Let us be clear: doing good research on food is difficult, and funding has been woefully inadequate for the massive long-term studies that are necessary to test one food or diet against another in humans. It costs nearly $1 billion to bring a new drug to market; yet we spend only a tiny fraction of that amount when we assess foods or diets. For this reason, most of what we have been told about the benefits or risks of foods come from either dubious test-tube studies or small-scale studies of rodents given artificial diseases that are rarely relevant to humans. Almost every day there is a new example in the media. A typical series of headlines, in 2019, announced that eating walnuts daily protects against cancer and colitis. In fact, the scientific paper merely described that mice who had been given chemicals to mimic human disease showed a slight improvement in metabolic profiles after two weeks of walnut therapy.
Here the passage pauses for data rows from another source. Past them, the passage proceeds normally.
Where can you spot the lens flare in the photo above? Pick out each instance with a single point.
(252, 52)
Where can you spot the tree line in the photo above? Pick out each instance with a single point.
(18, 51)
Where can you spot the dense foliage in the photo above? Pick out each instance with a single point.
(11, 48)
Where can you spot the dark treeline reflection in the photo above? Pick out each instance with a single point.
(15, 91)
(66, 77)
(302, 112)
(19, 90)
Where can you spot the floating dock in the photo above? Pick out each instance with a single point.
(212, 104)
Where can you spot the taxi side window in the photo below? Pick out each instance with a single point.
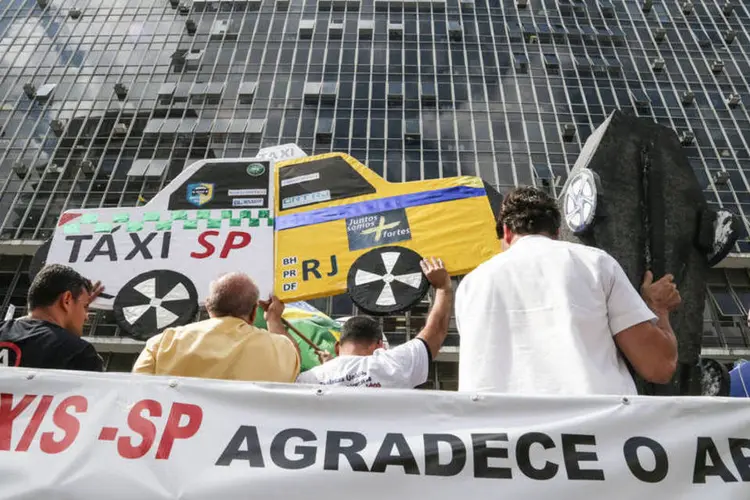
(320, 181)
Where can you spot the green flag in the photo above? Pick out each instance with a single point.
(313, 324)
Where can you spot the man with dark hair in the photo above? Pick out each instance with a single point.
(548, 316)
(50, 335)
(228, 345)
(361, 360)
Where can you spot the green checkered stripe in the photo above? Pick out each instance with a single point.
(189, 220)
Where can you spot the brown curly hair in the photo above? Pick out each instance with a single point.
(527, 210)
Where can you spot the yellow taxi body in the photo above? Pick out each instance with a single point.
(331, 209)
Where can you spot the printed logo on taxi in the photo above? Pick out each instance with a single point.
(199, 194)
(377, 229)
(256, 169)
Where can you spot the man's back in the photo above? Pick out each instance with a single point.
(34, 343)
(403, 367)
(540, 319)
(222, 348)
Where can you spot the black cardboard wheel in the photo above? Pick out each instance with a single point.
(154, 301)
(387, 280)
(580, 201)
(715, 380)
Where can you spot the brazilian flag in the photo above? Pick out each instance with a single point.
(313, 324)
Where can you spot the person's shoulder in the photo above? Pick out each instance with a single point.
(481, 271)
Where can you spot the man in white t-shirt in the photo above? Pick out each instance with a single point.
(361, 360)
(548, 316)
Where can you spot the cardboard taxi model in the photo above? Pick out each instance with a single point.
(157, 260)
(339, 227)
The study was small and appeared in a modest but genuine nutrition journal, but the sponsors of the study the California Walnut Commission must have been delighted with the free publicity. These studies are next to useless, particularly as many other similar mice experiments are performed relatively cheaply but never report findings when they dont provide the right result for the funders.
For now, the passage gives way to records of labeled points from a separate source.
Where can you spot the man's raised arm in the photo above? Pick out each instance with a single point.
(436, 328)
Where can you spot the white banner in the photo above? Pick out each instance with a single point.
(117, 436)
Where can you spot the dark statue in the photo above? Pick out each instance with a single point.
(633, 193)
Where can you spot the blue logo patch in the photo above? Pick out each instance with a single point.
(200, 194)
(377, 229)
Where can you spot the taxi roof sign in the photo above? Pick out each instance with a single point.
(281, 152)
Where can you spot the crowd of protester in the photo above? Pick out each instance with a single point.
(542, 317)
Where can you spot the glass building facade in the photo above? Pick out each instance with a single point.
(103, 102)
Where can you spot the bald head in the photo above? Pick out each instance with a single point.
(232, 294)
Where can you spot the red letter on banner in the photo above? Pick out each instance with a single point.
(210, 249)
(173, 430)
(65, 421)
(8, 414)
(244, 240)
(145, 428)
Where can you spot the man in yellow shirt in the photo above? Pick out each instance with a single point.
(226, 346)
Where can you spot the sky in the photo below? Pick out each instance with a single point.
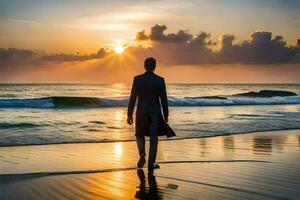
(97, 41)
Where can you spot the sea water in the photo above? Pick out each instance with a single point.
(73, 113)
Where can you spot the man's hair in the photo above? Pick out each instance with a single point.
(150, 64)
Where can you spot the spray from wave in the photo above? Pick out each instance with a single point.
(250, 98)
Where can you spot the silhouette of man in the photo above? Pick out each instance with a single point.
(149, 88)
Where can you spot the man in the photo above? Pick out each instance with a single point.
(149, 88)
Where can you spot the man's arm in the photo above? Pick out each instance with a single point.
(164, 101)
(131, 104)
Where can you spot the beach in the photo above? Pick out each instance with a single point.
(261, 165)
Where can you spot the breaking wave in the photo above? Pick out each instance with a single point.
(91, 102)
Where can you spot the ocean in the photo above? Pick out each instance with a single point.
(32, 114)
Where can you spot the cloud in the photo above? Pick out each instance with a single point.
(157, 34)
(184, 48)
(141, 35)
(13, 54)
(74, 57)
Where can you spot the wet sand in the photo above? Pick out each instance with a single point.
(261, 165)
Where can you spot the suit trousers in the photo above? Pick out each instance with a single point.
(153, 120)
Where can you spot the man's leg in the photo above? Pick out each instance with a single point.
(140, 140)
(153, 141)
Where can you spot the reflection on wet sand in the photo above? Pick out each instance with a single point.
(228, 145)
(245, 166)
(152, 192)
(262, 145)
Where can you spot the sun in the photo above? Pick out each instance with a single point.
(119, 49)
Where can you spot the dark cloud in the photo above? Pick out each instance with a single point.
(157, 34)
(183, 48)
(73, 57)
(14, 54)
(141, 35)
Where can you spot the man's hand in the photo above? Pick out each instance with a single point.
(166, 119)
(129, 120)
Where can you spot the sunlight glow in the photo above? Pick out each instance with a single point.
(119, 49)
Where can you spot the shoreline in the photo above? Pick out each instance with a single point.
(260, 165)
(163, 138)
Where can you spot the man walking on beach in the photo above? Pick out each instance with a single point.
(149, 88)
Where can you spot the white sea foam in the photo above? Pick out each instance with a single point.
(175, 102)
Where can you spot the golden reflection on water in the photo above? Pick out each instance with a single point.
(118, 147)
Scientific research has improved, and we have come to rely more on large-scale observational studies following tens or hundreds of thousands of people over many years. These have provided important insights but tend to be based on simple but often unreliable questionnaires. The instruments used to collect diet data have been crude, with overweight people prone to routinely under-reporting consumption and skinny people over-reporting. In general, most people under-report eating foods perceived as unhealthy. New technology involving smartphone cameras and apps is rapidly reversing this. A highly critical summary of the nutrition field and these observational studies in 2018 noted many flaws, including the point that positive findings are routinely over-reported. In a giant meta-analysis combining all of these kind of studies (e.g., eggs, dairy, refined grains, legumes etc.), all twelve food groups studied were associated with either increased or decreased risk of death. Of course, this is highly improbable, but such results further encourages an unrealistic good/bad food dichotomy to which we are all susceptible.